Gee, Willie Harris, Nick Evans, and Ruben Tejada all failed to execute sacrifice bunts (Harris was hit by a pitch after missing the bunt twice, so technically he did advance the runner). Does anyone else remember back in March, when all we heard about was how Terry Collins was going to change things and the Mets were going to be strong fundamentally, and be proficient at “small ball”? Reminds me of another leader whose promises of “change” turned out empty.
I had to laugh when I saw this on Twitter, from @shyonelung: “Dillon Gee. Worst bunt attempt in the history of bunt attempts”. But in truth it’s really sad and inexcusable that the Mets cannot bunt — this isn’t a new thing, it’s been a problem all season.

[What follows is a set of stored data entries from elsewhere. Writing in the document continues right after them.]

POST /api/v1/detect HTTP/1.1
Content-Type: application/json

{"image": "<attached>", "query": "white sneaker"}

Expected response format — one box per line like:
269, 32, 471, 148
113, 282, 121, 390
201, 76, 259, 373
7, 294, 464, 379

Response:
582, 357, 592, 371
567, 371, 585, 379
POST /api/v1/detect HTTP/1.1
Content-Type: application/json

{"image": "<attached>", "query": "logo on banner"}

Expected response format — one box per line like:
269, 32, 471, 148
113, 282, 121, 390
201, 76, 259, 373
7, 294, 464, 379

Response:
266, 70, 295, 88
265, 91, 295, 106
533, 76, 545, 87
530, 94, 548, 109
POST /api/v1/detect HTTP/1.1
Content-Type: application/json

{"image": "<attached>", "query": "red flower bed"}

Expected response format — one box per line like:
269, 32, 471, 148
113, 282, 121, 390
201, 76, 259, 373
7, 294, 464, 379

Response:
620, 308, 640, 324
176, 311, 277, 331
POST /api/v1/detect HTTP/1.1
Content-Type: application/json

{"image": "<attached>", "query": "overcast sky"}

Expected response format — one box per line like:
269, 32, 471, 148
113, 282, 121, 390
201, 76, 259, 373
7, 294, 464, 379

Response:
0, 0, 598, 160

Speaking of fundies, Lucas Duda continues to struggle in right field — which is to be expected, since he’s learning on the job. Duda did, however, crack three hits and drive in a run. Would you believe he has 47 RBI? Where the heck did all those come from? Wow, pretty impressive for a kid who has only started in a little over 70 games.
Also collecting three hits was Jose Reyes, who is still leading the NL in hitting, now with a .333 average.
In the second inning, with none out and Angel Pagan on first base, Willie Harris swung on 3-0 and hit a fly ball to the warning track in right field. Now, I do like seeing guys swing on 3-0 on occasion. But I’m not sure I like Willie Harris doing it in Citi Field. Ya know what I’m sayin’?
It’s games like this that provide support for the argument against September roster expansion — there were 13 pitchers used in this game, and it seemed like the managers were making pitching changes every other batter. The final three innings dragged out like the last five minutes of an NFL game.
Danny Espinosa has impressed me from the first time I saw him last year, but he really needs to do something about his swing from the left side. It’s a big uppercut that makes him susceptible to high pitches and it looks a little forced — like he’s trying hard to pull the bat through the zone.
On the other hand, I have yet to see anything special about Chris Marrero, who was a first-round pick in 2006 and is a highly touted prospect. He looks unsure of himself and lacking in confidence at the plate — sort of like Lucas Duda did earlier this season. I don’t think we’ll see what Marrero can do until (if?) he gains confidence in his ability against MLBers.
It wasn’t so long ago — as recently as the first half of the season — that Drew Storen was supposed to be the Nationals’ “closer of the future”. Well don’t look now but Storen has 36 saves, so I guess the future is now. For those who forgot, Storen was the “other” pitcher the Nats drafted in the first round of 2009 — nine slots after Stephen Strasburg.